A formally verified RDF/SPARQL implementation. The F* specifications are the product. Executable code is obtained by extraction, not hand-written.
Paste Turtle data, write a query, see the results — the engine is F*-extracted OCaml compiled to JavaScript; nothing runs on a server.
Current pass/fail numbers are generated by CI from actual test runs.
Test suites: SPARQL 1.1 (query evaluation, syntax) and RDF 1.1 (N-Triples, Turtle, N-Quads, TriG, RDF/XML, rdf-mt model theory). UPDATE/Protocol suites are skipped (read-only query evaluator).

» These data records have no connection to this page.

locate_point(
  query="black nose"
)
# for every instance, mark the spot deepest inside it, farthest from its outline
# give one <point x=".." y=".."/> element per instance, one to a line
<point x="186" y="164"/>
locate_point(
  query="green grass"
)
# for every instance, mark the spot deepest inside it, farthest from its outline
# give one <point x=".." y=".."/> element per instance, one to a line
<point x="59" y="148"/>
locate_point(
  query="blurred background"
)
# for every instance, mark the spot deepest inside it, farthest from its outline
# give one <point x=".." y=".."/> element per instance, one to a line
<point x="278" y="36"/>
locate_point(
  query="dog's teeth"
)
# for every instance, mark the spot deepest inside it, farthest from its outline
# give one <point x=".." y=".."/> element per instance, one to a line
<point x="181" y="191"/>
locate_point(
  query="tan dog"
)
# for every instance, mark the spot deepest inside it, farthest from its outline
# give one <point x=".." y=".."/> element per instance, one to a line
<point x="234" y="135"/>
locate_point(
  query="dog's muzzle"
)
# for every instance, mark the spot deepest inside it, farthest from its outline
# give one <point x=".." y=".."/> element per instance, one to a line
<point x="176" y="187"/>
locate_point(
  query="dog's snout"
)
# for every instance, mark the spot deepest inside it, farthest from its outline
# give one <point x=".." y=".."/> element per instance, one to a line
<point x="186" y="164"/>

The same F* source is extracted once and then compiled for three runtimes:
| Target | Output | Status |
|---|---|---|
| Native | bin/<platform>/w3c_runner, bin/<platform>/factoidal |
full W3C pass counts |
| JavaScript (js_of_ocaml) | /fstar-extracted/w3c-runner.js |
runs in any modern browser or Node |
| WebAssembly (wasm_of_ocaml) | /fstar-extracted/w3c-runner.wasm.js + .wasm.assets/ |
Wasm-GC engines (Chrome ≥ 119, Node ≥ 22); 17/18 SPARQL suites reproduce native |
The artifacts are rebuilt by CI on every push and ship from docs/fstar-extracted/.
The Wasm binary links a vendored copy of
zarith_stubs_js's
runtime.wat + runtime_wasm.js to wire the ml_z_* arbitrary-precision
integer primitives through to JavaScript BigInt. The one SPARQL suite that
doesn't run under Wasm yet is functions, which uses MD5/SHA builtins whose
C stubs don't have equivalent Wasm bindings.

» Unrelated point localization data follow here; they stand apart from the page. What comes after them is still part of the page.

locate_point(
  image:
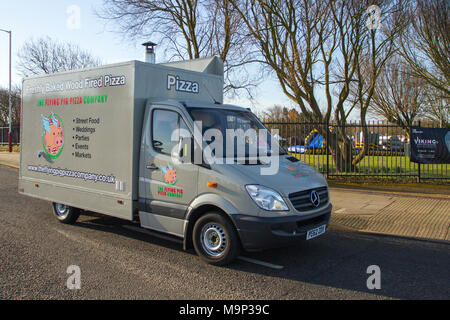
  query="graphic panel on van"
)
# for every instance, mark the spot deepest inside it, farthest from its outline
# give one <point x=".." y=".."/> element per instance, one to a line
<point x="52" y="135"/>
<point x="169" y="175"/>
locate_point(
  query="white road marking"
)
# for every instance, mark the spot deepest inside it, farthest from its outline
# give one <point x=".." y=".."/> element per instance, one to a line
<point x="262" y="263"/>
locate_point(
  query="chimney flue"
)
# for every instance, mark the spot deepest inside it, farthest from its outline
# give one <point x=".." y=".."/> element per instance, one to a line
<point x="149" y="52"/>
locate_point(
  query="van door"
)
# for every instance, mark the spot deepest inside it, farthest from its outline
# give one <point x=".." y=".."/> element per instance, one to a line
<point x="169" y="187"/>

F* formal spec (the product)
|
v
fstar.exe --codegen OCaml
|
├── ocamlfind ocamlc → bin/<platform>/w3c_runner (native)
├── js_of_ocaml → docs/fstar-extracted/w3c-runner.js
└── wasm_of_ocaml → docs/fstar-extracted/w3c-runner.wasm.{js,assets/}
See formal/fstar/build-ocaml.sh for the exact invocation.